Funny thing, time – our lone companion as we traverse the bounds of life. Always moving, never ceasing to be an annoying rat gnawing at our limited minutes. It is a fear we face every day, sometimes consuming, sometimes the push to get out of bed and make something of ourselves. It’s a recurring nightmare that becomes a problem when we notice the moments ticking down. Only when we bring ourselves to find something worth accomplishing do we spit in time’s face and smile while looking down the barrel of death. This is what was given to several hundred ticket holders wanting a glimpse of one of the most prolific English comedians ever to live—Eric Idle? Wait, that’s not right. Oh yes, Stephen Fry? No, that’s not it either. Who’s the guy with the mustache? Ah yes, Simon Pegg, always got them mixed up. What? Still not him, really? John Cleese? Isn’t he dead? But that is what Cleese keeps telling us. Are you sure? Whatever. You know his last name was Cheese at one time.

John Cleese was at the tail end of his “An Evening with the Late John Cleese” American tour dates.

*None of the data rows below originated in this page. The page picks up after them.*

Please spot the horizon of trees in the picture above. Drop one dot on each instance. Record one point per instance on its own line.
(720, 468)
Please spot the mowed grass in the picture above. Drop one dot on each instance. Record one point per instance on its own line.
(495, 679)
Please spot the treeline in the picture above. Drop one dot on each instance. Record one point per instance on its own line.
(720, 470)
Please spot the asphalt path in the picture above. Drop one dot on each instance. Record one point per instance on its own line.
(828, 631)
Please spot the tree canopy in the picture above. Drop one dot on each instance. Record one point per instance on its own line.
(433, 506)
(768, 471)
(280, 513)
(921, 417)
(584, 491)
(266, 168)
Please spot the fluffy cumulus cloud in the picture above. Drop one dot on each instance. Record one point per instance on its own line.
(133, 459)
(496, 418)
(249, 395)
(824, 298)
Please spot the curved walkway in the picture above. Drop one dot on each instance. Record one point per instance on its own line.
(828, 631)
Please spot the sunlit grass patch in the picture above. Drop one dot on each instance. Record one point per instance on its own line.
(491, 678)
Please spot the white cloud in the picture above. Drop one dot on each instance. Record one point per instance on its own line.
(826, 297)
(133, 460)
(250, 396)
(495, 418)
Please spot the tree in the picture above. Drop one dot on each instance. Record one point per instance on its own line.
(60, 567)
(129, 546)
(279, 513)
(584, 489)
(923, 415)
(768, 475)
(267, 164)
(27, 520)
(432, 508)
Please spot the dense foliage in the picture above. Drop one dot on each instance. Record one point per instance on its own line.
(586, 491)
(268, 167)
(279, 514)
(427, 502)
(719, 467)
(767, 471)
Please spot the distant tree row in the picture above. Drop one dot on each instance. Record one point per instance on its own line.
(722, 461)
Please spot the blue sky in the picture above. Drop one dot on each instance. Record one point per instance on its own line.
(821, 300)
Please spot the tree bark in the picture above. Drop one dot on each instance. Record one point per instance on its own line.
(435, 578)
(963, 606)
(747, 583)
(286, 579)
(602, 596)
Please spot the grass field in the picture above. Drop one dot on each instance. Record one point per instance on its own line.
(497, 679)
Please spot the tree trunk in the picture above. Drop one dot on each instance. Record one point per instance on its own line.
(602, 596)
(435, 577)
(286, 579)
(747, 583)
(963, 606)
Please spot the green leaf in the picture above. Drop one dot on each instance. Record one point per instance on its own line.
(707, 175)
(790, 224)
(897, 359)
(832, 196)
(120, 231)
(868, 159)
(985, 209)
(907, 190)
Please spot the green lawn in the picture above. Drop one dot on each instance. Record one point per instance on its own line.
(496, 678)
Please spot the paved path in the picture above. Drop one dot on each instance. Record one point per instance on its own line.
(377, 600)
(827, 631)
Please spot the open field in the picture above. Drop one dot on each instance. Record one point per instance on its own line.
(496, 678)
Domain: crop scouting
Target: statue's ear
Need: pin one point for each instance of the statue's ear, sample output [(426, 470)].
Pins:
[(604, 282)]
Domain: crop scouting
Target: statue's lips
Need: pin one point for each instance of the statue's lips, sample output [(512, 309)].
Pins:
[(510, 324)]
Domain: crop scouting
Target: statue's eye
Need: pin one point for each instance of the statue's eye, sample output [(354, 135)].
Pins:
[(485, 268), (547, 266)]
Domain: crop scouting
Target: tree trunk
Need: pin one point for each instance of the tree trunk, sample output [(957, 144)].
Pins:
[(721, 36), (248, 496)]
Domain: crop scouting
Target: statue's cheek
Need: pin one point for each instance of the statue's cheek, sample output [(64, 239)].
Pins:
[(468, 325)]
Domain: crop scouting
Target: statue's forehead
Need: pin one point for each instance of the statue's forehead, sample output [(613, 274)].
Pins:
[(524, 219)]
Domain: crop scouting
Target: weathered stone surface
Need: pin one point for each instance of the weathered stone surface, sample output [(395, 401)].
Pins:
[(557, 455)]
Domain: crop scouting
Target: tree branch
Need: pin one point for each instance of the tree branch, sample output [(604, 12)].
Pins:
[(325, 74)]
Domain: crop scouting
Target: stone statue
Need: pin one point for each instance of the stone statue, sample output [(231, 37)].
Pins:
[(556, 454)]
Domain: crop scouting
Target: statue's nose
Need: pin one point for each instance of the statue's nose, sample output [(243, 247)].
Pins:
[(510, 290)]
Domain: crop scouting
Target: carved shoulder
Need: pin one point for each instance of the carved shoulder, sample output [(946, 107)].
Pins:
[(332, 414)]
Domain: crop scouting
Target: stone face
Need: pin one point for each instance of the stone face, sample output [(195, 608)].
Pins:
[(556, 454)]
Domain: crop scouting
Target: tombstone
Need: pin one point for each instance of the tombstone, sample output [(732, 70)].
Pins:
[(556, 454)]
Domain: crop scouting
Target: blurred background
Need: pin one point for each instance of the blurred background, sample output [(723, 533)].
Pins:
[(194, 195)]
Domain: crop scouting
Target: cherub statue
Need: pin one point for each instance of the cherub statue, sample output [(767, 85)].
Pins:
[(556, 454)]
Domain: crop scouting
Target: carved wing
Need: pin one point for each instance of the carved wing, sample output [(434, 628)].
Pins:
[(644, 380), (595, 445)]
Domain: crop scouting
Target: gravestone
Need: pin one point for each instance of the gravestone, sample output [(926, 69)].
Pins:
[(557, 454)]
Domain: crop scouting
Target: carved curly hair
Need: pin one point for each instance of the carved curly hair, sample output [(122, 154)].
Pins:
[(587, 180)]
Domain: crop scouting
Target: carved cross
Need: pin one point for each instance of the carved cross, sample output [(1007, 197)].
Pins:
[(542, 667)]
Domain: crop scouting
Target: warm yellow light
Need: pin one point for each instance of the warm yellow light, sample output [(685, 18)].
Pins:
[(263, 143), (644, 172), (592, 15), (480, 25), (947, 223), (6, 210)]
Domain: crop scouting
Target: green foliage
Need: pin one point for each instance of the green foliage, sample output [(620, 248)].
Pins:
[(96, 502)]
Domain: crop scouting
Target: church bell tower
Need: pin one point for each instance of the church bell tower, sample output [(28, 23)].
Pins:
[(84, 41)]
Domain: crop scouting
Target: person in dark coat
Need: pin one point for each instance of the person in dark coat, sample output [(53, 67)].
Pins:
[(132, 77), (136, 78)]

These spanned from Oct. 18 to Nov. 19, giving a month for American audiences to see the Monty Python alum. Sandwiched between stops in St. Louis and Nashville was a one-night event at the Sangamon Auditorium. As people gathered in the lobby to meet with friends and collect tickets, there was a table with several blue cards where an audience member could write down a question for Mr. Cleese during the second half of the show. This humble reporter wanted Mr. Cleese to say, “Bow-Chika-Wow-Wow,” but sadly was denied. Surprisingly, there was no merchandise stand as was promoted in earlier shows on the tour. It should be mentioned that this reporter’s ticket was purchased through a friend and bought at a cheaper rate, so thanks to him for the chance to see Mr. Cleese.

When walking into the auditorium, the atmosphere was a little disappointing, to say the least. There felt more pressure on the ushers to perform well, than there were people trying to find their seats. In fact, in this reporter’s best estimate, only a third of the seats were taken that evening, with several sections empty specifically on the floor level leading up to the stage. It wasn’t surprising, given the lack of event promotion—only Twitter/X and Facebook mentions from John Cleese’s official account. One would also factor in the age and time displacement of Mr. Cleese, being from an era where the term woke did not apply.

Around 7:40 the lights went down and, as customary with comedic acts, the audience had to endure an opening act. However, this time it was different, as Camilla Cleese, Mr. Cleese’s daughter, came out to enhance the atmosphere. Most jokes either landed as deprecation of gender, making fun of her dad, or talking about events in relation to dating life. How she was over six feet tall and would be harder to kidnap due to her stature. Ms. Cleese was on the nervous side, taking several breaths trying to find her footing, yet she was able to push on through her 17-minute set in style. It was an exceptional effort, making fun of everyday life while being able to navigate an older crowd with cheers from all around – but not the typical laughter that brings the house down, which might have been more appealing to a younger audience (though maybe not given Cleese’s stance on wokeness).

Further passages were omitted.